Fast Track to Solaris 10 Adoption: 64-bit Performance
Performance Issues
Please click on a question below or download a pdf version.
- I can recall that one of Sun's goals for the Solaris 10 OS was no more entries in /etc/system. Have you achieved this?
- Will any of the new trussing capabilities allow a process to be trussed twice? For example, right now a Sun Cluster managed process cannot be trussed while it is under cluster control.
- Have the SunPro Business Unit Compilers for the Solaris 10 OS been released yet? What kinds of improvements over GCC can be expected in both the 32 and 64-bit spaces?
- Does the Solaris 10 OS make any performance or scalability improvements? For example, the current OS has a limit of 1024 file descriptors. Will the Solaris 10 OS be able to break through that limitation?
- For an app like BLAST, which step gives you the best increase in performance? a) move 32-bit app from 32-bit AMD to 64-bit AMD b) convert the app itself from 32-bit to 64-bit?

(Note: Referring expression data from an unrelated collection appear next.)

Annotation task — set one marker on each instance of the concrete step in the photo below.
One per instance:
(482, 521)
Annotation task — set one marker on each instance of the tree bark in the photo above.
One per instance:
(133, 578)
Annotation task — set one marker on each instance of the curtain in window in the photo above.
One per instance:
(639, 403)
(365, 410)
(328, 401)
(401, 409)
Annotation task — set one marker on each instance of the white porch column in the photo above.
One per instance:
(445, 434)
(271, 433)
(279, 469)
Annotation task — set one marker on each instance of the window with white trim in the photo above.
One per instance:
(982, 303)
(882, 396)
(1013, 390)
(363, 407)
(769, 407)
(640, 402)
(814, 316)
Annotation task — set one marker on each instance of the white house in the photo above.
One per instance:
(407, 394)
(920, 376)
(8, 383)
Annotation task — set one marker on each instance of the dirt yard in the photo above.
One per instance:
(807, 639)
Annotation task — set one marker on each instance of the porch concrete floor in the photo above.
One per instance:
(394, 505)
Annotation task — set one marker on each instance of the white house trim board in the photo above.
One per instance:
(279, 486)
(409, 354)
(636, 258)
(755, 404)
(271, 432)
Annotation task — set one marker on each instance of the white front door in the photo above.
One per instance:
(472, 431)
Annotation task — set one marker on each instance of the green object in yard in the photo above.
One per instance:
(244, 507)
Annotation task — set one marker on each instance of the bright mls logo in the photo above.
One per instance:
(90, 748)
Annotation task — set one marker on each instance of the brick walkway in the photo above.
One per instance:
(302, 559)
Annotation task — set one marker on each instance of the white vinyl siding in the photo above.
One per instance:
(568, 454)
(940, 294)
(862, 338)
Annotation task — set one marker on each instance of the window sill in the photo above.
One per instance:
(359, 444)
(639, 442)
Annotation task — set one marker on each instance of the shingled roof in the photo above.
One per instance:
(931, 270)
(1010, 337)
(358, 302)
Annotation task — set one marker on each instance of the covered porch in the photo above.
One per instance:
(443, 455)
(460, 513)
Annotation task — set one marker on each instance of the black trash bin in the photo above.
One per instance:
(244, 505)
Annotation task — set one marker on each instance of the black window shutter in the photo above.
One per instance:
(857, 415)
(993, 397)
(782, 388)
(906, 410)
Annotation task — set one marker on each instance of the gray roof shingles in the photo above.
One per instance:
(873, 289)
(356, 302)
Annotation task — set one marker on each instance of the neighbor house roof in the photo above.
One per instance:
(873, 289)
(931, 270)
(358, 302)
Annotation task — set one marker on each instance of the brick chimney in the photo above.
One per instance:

- Intel recently announced the cancellation of its 4 GHz Pentium. Do you see 4 GHz as the clock-rate ceiling for single CPUs? If so, where does the AMD Opteron processor go after hitting that ceiling? If not, why is it different?
- Had Sun run any performance comparisons between the Solaris 10 OS/AMD Opteron processor and Wintel machines running ProEngineer or Autocad? What were the results?
- Will an application that can fit into the 8MB of cache on Ultra SPARC III 1.2 GHz CPU run faster on AMD64 Opteron where the cache is small?
- What types of applications (CAD, Imaging, etc.) take real advantage of 64 bits?
- Since AMD64 is faster than SPARC, why not drop SPARC and put the savings into Solaris OS/services?
- Are there cases of a 32-bit app running slower on a 64-bit CPU?
- Are high-end servers coming with AMD64 and the Solaris 10 OS?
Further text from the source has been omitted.